Single file lines formed inside the parking structure.

Security personnel also seemed to be overheated due to the mess. "I saw one of the security heads yell at a colleague at the metal detector for letting a band cut the entire line," relayed one guest. 

Due to the logjam of people, post-show parties that are typically packed before 9 p.m. were sparsely populated with revelers.

Spotted outside the Weinstein/Netflix party shortly after 11 p.m., HFPA president Lorenzo Soria told THR that he was unaware of any issues. "I know everyone was being shuttled but if something went wrong, this is the first I'm hearing of it. The afterparty is a joint operation of the afterparty hosts.
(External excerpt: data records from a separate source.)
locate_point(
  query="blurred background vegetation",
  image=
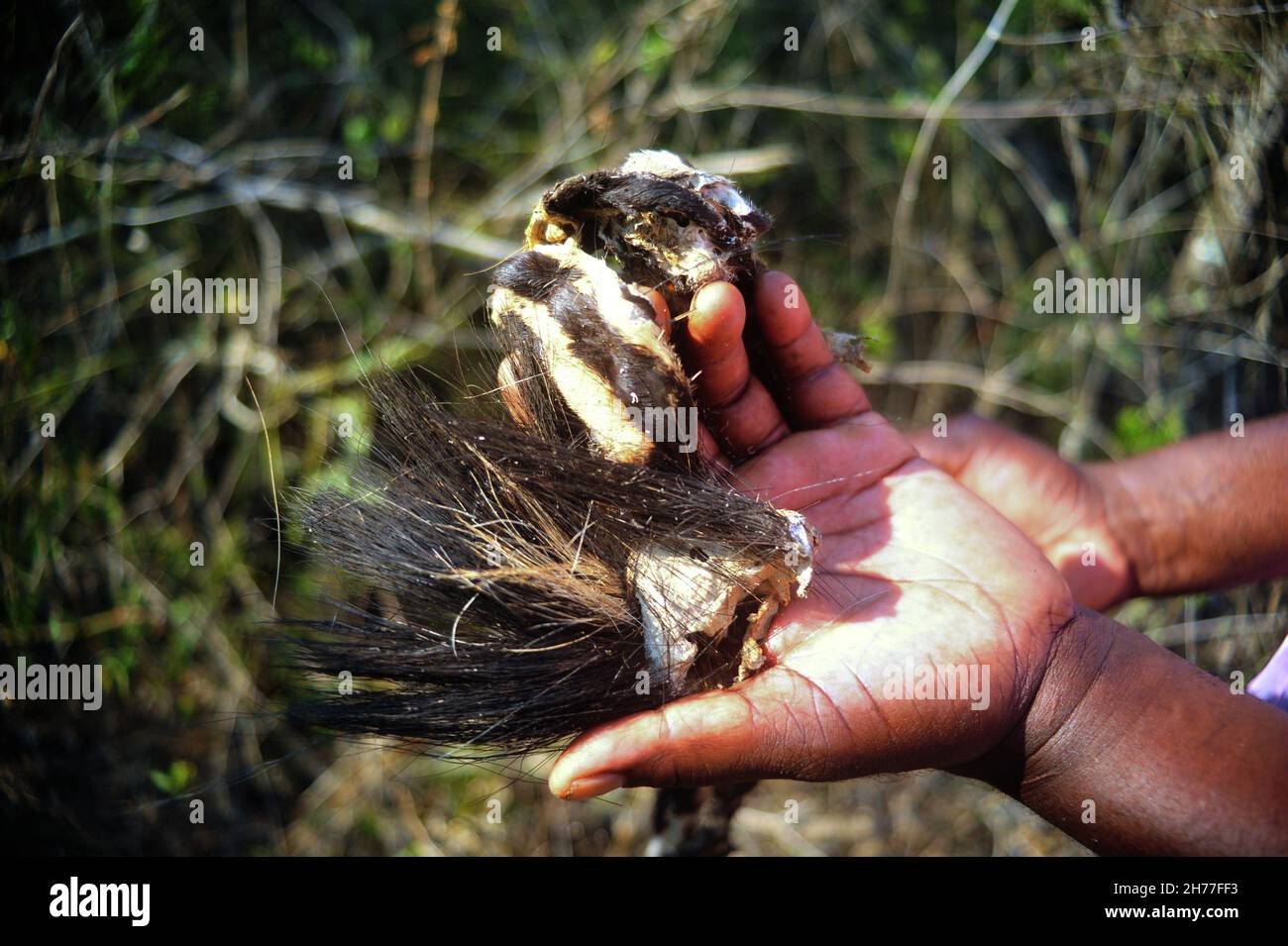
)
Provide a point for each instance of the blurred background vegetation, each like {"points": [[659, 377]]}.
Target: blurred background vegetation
{"points": [[224, 162]]}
Obviously we want everything to run smoothly," he said.

Attempts to reach reps for the Golden Globes as well as individual event hosts went unreturned as of press time. 

Also outside the Weinstein/Netflix party, actress Jodie Sweetin told THR that she arrived to the Century City parking garage at 8:30 p.m. only to finally arrive to the aforementioned party at 11 p.m. "It was like the worst DMV nightmare," she said. 

A well-known industry publicist brushed off the shuttle chatter, chastizising industry professionals for their egos. "People in L.A. are way too impatient. Calm the f— down. There's a lot of construction and security issues."